[PATCH v6 20/22] usb: dwc2: host: Properly set even/odd frame
Kever Yang
kever.yang at rock-chips.com
Tue Feb 2 23:47:31 PST 2016
Doug,
Thanks for your detail debug information, pls add my Reviewed-by for
this patch.
Thanks,
- Kever
On 02/03/2016 06:47 AM, Doug Anderson wrote:
> Kever,
>
> On Mon, Feb 1, 2016 at 11:46 PM, Kever Yang <kever.yang at rock-chips.com> wrote:
>> Doug,
>>
>>
>> On 01/29/2016 10:20 AM, Douglas Anderson wrote:
>>> When setting up ISO and INT transfers dwc2 needs to specify whether the
>>> transfer is for an even or an odd frame (or microframe if the controller
>>> is running in high speed mode).
>>>
>>> The controller appears to use this as a simple way to figure out if a
>>> transfer should happen right away (in the current microframe) or should
>>> happen at the start of the next microframe. Said another way:
>>>
>>> - If you set "odd" and the current frame number is odd it appears that
>>> the controller will try to transfer right away. Same thing if you set
>>> "even" and the current frame number is even.

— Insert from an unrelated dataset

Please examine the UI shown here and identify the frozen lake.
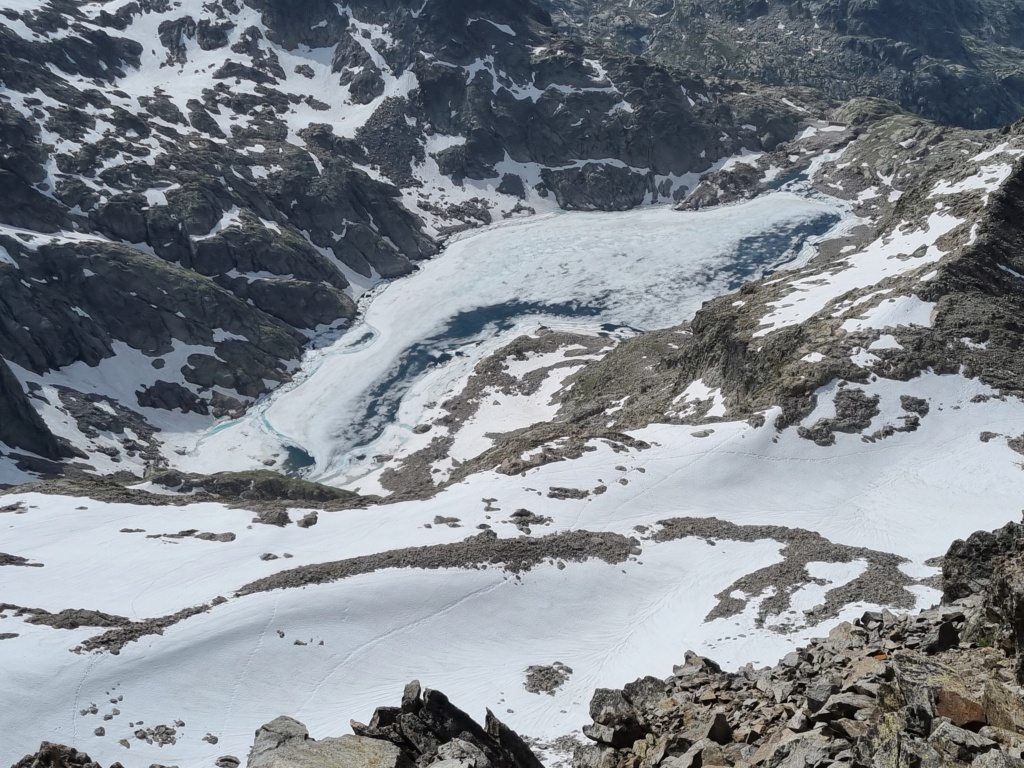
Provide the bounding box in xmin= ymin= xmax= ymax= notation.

>>> - If the oddness you set and the oddness of the frame number are
>>> _different_, the transfer will be delayed until the frame number
>>> changes.
>>>
>>> As I understand it, the above technique allows you to plan ahead of time
>>> where possible by always working on the next frame. ...but it still
>>> allows you to properly respond immediately to things that happened in
>>> the previous frame.
>>>
>>> The old dwc2_hc_set_even_odd_frame() didn't really handle this concept.

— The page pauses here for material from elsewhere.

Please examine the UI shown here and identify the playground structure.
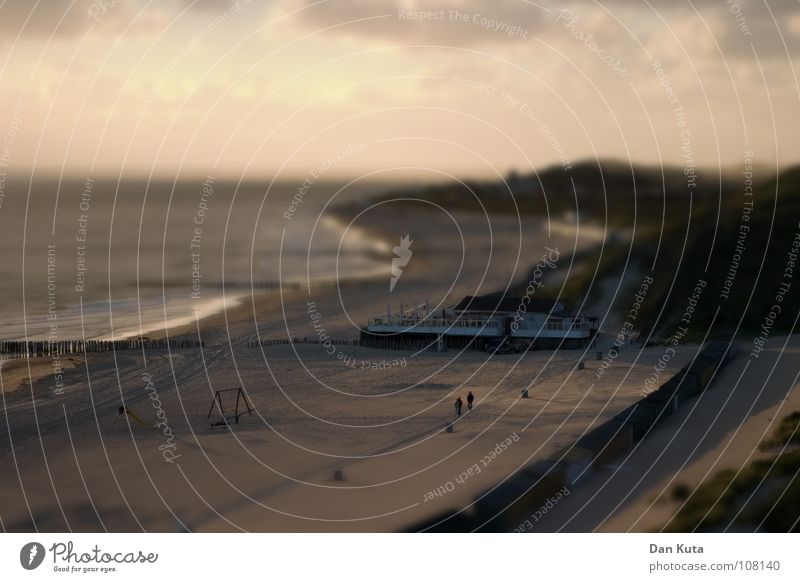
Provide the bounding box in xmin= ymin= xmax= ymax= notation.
xmin=206 ymin=387 xmax=253 ymax=428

>>> It always looked at the frame number and setup the transfer to happen in
>>> the next frame. In some cases that meant that certain transactions
>>> would be transferred in the wrong frame.
>>>
>>> We'll try our best to set the even / odd to do the transfer in the
>>> scheduled frame. If that fails then we'll do an ugly "schedule ASAP".
>>> We'll also modify the scheduler code to handle this and not try to
>>> schedule a second transfer for the same frame.
>>>
>>> Note that this change relies on the work to redo the microframe
>>> scheduler. It can work atop ("usb: dwc2: host: Manage frame nums better
>>> in scheduler") but it works even better after ("usb: dwc2: host: Totally
>>> redo the microframe scheduler").
>>>
>>> With this change my stressful USB test (USB webcam + USB audio +
>>> keyboards) has less audio crackling than before.
>> Seems this really help for your case?
> Yes, I believe it does. Of course my test case is pretty "black box"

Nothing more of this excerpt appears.